Sprache prägt das Bewusstsein, die Weltsicht. Es ist längst klar, dass unser althergebrachter Sprachgebrauch nicht nur viele Menschen ausklammert und unsichtbar macht, sondern auch verletzt, Vorurteile festschreibt und Diskriminierungen selbstverständlich erscheinen lässt. Ein sensibler, bewussterer Umgang mit Sprache wird schon länger nicht nur von Betroffenen gefordert, aber so richtig voran geht es erst seit wenigen Jahren – gegen teils heftigen Widerstand aus konservativen Reihen. Wir diskutieren darüber, warum und wie manche Klassiker der Literaturgeschichte neu übersetzt werden müssen, welche heiklen Fragen die Literatur der Gegenwart aufwirft, wie sich Fußnoten und Erklär-Exzesse vermeiden lassen oder auch nicht, welchen Herausforderungen sich die literarische Übersetzung im Gegensatz zum Sachtext stellen muss, welche Hilfsmittel und Angebote es bereits gibt – und vieles mehr.

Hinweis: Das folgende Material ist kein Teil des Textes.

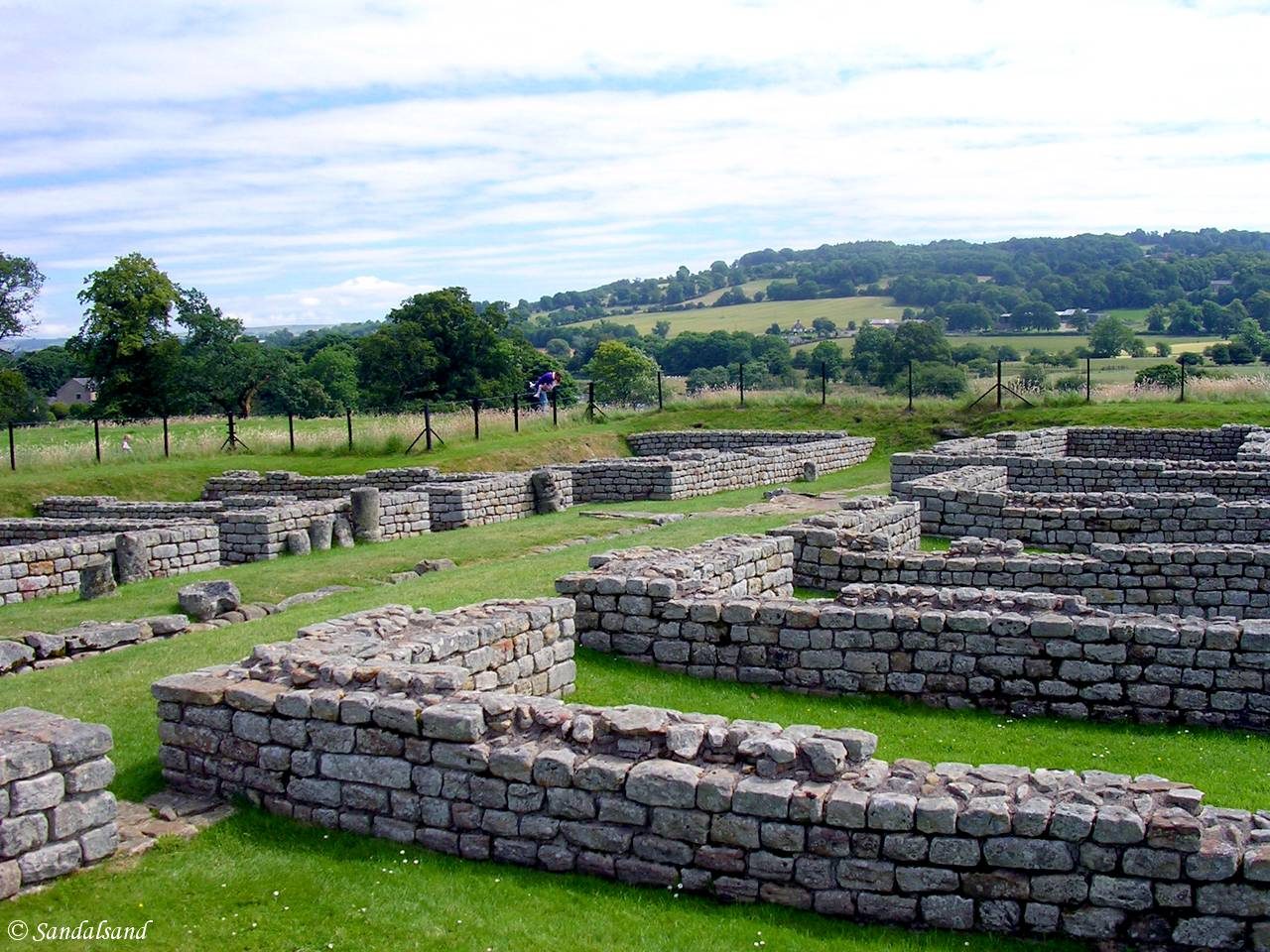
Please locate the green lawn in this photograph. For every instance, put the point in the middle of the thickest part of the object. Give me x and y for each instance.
(261, 883)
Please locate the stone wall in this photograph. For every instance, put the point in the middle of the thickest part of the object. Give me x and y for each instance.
(740, 810)
(1228, 462)
(665, 442)
(37, 569)
(55, 811)
(698, 472)
(953, 504)
(475, 499)
(1020, 653)
(284, 483)
(1230, 580)
(862, 526)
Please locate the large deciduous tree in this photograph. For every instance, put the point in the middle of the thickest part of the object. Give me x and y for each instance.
(622, 375)
(126, 340)
(221, 366)
(439, 347)
(21, 282)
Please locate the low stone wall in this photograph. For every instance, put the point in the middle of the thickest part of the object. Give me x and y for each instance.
(37, 569)
(740, 810)
(404, 515)
(475, 499)
(862, 526)
(699, 472)
(1227, 462)
(625, 593)
(955, 503)
(1213, 580)
(284, 483)
(55, 811)
(1019, 653)
(103, 508)
(1124, 443)
(666, 442)
(37, 651)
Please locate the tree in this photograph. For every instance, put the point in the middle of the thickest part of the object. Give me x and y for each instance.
(829, 356)
(943, 380)
(335, 370)
(222, 366)
(126, 343)
(1109, 336)
(622, 375)
(1035, 315)
(18, 402)
(21, 282)
(559, 348)
(437, 347)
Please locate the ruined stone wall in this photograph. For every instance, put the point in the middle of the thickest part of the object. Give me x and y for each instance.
(98, 508)
(309, 488)
(257, 535)
(475, 499)
(36, 569)
(666, 442)
(55, 811)
(685, 474)
(1019, 653)
(1125, 443)
(953, 506)
(740, 810)
(1206, 580)
(404, 515)
(862, 526)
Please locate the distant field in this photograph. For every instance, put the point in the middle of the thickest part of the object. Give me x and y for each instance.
(758, 317)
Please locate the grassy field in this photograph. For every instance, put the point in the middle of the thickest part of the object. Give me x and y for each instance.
(758, 317)
(259, 883)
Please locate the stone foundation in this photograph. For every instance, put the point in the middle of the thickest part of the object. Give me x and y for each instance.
(55, 811)
(353, 734)
(976, 502)
(1211, 580)
(1021, 654)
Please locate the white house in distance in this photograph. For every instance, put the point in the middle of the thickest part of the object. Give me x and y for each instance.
(76, 390)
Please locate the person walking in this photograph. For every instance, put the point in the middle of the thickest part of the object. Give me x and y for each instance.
(541, 389)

Moderation: Ilke Sayan, Booktuberin und Moderatorin
Teilnehmende: Anna von Rath, Übersetzerin und Social Justice und Diversity Trainerin; 
Patricia Klobusiczky, Literaturübersetzerin und Dozentin; 
Victoria Linnea, Lektorin und Sensitivity Readerin.

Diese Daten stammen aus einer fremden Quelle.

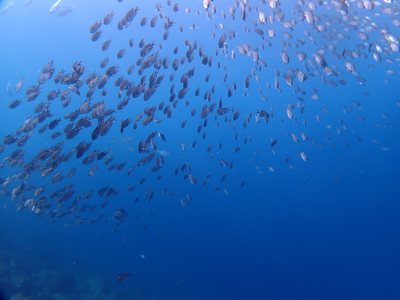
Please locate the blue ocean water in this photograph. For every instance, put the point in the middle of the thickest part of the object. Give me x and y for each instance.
(323, 229)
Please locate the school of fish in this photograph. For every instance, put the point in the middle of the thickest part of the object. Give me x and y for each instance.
(102, 108)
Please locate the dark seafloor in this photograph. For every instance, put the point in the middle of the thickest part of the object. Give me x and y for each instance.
(288, 187)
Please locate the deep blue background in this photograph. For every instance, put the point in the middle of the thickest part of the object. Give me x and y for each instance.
(334, 237)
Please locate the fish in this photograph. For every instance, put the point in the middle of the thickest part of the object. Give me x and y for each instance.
(122, 276)
(55, 6)
(123, 140)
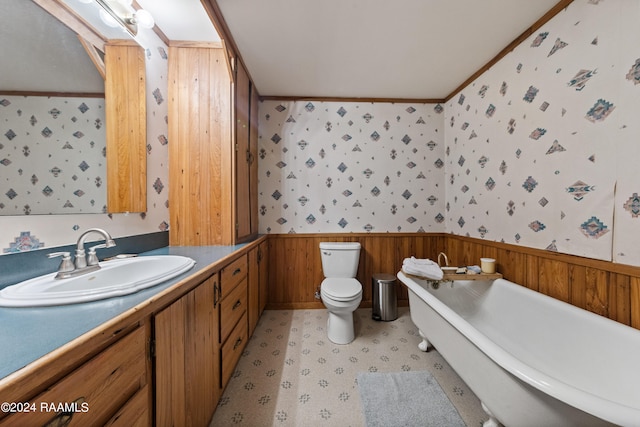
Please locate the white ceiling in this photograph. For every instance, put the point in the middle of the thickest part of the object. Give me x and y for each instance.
(41, 54)
(373, 48)
(399, 49)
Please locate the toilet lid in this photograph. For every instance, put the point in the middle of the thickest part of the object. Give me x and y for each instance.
(341, 289)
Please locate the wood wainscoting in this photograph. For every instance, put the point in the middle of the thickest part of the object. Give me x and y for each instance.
(608, 289)
(295, 267)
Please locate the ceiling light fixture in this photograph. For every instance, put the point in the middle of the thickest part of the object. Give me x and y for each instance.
(125, 15)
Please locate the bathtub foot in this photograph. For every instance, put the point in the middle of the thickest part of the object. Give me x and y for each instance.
(424, 345)
(492, 421)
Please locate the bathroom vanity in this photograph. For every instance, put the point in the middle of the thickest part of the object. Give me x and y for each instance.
(161, 356)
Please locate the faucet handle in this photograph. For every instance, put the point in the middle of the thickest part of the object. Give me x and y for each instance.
(66, 264)
(92, 258)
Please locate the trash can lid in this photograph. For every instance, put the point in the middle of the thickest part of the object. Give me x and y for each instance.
(384, 277)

Der zähe Kampf für Klimagerechtigkeit

Donnerstag, 27.4., 14.30-15.30 Uhr
Sachbuch Halle 4

Kaum ein Protest ist derzeit so kraftvoll und medienpräsent wie der der Klimabewegung. Zuletzt gingen die Bilder der Räumung von Lützerath um die Welt. Die politischen Versprechen bleiben indes uneingelöst, das globale Wirtschaftssystem unangegriffen. Dabei ist der Klimawandel kein Problem der Zukunft, das die weiße Mittelschicht mit Plastik- und Fleischverzicht individualistisch lösen kann, sondern gewaltvolle Realität in vielen Ländern des Globalen Südens. Welche Perspektiven hat der Kampf um Klimagerechtigkeit? Wie wird es möglich sein, sich nicht von Frust und drohenden Strafen bremsen zu lassen? Nicht zuletzt stellt sich im Rahmen der Messe auch die Frage, welche Wege es aus der Klimaschädlichkeit der Buchbranche gibt.

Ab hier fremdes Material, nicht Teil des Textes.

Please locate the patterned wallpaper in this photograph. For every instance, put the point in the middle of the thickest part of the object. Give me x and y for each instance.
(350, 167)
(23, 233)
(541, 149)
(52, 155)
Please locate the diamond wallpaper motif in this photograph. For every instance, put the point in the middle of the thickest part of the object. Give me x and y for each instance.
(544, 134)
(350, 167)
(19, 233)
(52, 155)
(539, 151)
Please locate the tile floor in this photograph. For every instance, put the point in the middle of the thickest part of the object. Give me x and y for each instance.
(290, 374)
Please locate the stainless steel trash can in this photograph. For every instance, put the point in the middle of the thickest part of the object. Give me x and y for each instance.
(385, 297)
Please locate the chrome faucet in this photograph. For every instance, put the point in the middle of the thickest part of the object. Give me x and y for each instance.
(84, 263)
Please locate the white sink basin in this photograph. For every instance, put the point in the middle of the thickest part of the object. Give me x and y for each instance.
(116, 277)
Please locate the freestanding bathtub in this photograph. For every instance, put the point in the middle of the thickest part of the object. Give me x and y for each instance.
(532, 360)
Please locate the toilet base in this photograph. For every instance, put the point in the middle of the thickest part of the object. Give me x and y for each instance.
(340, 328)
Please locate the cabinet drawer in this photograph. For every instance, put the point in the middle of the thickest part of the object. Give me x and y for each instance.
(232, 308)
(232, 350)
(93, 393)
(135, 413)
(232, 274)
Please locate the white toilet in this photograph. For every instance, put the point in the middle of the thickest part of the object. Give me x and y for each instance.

Rechte Angriffe auf den Kulturbetrieb

Donnerstag, 27.4., 16.15-17 Uhr
Forum Offene Gesellschaft, Halle 4 E101

2017 wurde der von Rechten ausgerufene Kulturkampf gegen den liberalen Kulturbetrieb durch verbale und gewaltvolle Attacken schmerzhaft spürbar. In dieser Zeit wurde der Aufruf von „Verlage gegen Rechts“ von vielen Verlagen und Verlagsmenschen unterzeichnet. Im selben Jahr schlossen sich zahlreiche Kulturinstitutionen und -schaffende unter dem Namen „Die Vielen“ zusammen und verpflichteten sich, schriftlich solidarisch untereinander zu sein und in die politische Diskussion zu gehen. Beide Initiativen erhielten eine große Medienresonanz, positiv wie kritisch, und einigen Shitstorm, aber wie hat sich der eigene Anspruch eingelöst? Von ihren Erfahrungen erzählt eine der Initiator*innen von „Verlage gegen Rechts“, Zoë Beck. Seine Veröffentlichung „Volkstheater. Der rechte Angriff auf die Kunstfreiheit“ wird der Journalist Peter Laudenbach vorstellen. Außerdem wird der Autor und Filmemacher Su Turhan berichten, ob sich die Kulturlandschaft denn überhaupt so divers ausgestaltet hat, wie von rechter Seite beargwöhnt. 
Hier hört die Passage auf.